In contrast to this we have certain models of Consciousness, such as the one proposed by Robert K.C. (Forman 1998) which seems to be
absolutely compatible with the description of Atman (spirit) in the Upanishads, or that of the state of liberation in the classical text of Yoga,
advanced by Patanjali, or more recently the description of pure Consciousness as the "Self" by Sri Ramana Maharshi. This state can be
achieved only by a total emptying of the contents of the mind: thoughts, sensations, emotions, memory, as well as the coordinated control of
the unifying agent called 'me' or 'I'. He suggests further that Consciousness should not be thought of as an epiphenomenona of perception, an
evaluative mechanism, or an arbiter of perceptual functions. It exists just as it is: independent of any other thing of phenomenon.

The experience of Consciousness may often give rise to a sense of being expanded beyond the borders of one's own body… and an active
inner experience of being a part of much larger field that traverses in and out of the body, which is limitless and all pervasive: a field that
transcends the body and yet somehow also interacts with it.

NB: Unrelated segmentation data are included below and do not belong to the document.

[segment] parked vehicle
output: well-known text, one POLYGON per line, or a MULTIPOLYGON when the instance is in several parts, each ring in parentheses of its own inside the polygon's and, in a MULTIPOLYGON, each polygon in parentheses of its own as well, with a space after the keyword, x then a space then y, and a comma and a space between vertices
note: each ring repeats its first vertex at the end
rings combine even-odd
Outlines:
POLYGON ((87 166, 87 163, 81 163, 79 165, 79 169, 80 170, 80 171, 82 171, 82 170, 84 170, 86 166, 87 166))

This 'mystical' phenomenon tends to confirm William James' Hypothesis in his monumental Principles of Psychology that fundamental
awareness per se, not awareness of anything, is, field-like. The most unusual suggestion here is not there is a ghost in the machine, but rather
that there is a ghost in and beyond the machine. And it is not a ghost that thinks, but a ghost for which there is thinking and perception. The
experience of Consciousness as some sort of field allows for the hypothesis that it certainly is more than the product of the materialistic
interactions of brain cells. The vast, expanding and continuously dynamic field that can swallow within its hold the most distant stars as well as
the minutest blade of grass and insect upon it, would certainly seem to transcend individual brain-cells and the human brain. The recorded
experience of Mystics all over the world—a cross languages, cultures, nations, time periods and religious or theological orientations, across
the Sufi, Zen, Hindu, Buddhist and the Christian mystic traditions of the world—confirm this kind of understanding, though the description
sometimes might seem to be coloured by a particular emphasis. Therefore, one is persuaded to look afresh at the role played by our physical
body that encloses the brain. Brain-cells, it would appear, may receive, guide, arbitrate or canalize a most fundamental pure Consciousness
which is both immanent and transcendent to them. The experience of this vast emptiness as a 'field' that interpenetrates and connects both
the 'self' and the 'world' into a timeless and spaceless, still and yet eternally dynamic entity defies all theorization and linguistic representation.
This may seem like strikingly parallel to the phenomenon of the energy field in quantum physics, or the vacuum field which is said to reside at
the heart of all matter, yet both of which are equally immanent within and transcendent to any particular expression, as has been pointed out
by several outstanding physicists of our times, F. Capra, Lawrence Domash and David Bohm included.

Conclusion:

The search for 'hard' evidence as often demanded in exact science does not apply to the field of Phenomenology in quite the same way. Of
course, there is enough 'evidence' already available for those willing to investigate, but the quality and range of evidence in the field of
Consciousness transcends the already existing categories of evidence admissible in the hard sciences which are based on a fundamental
duality between the observer and the observed.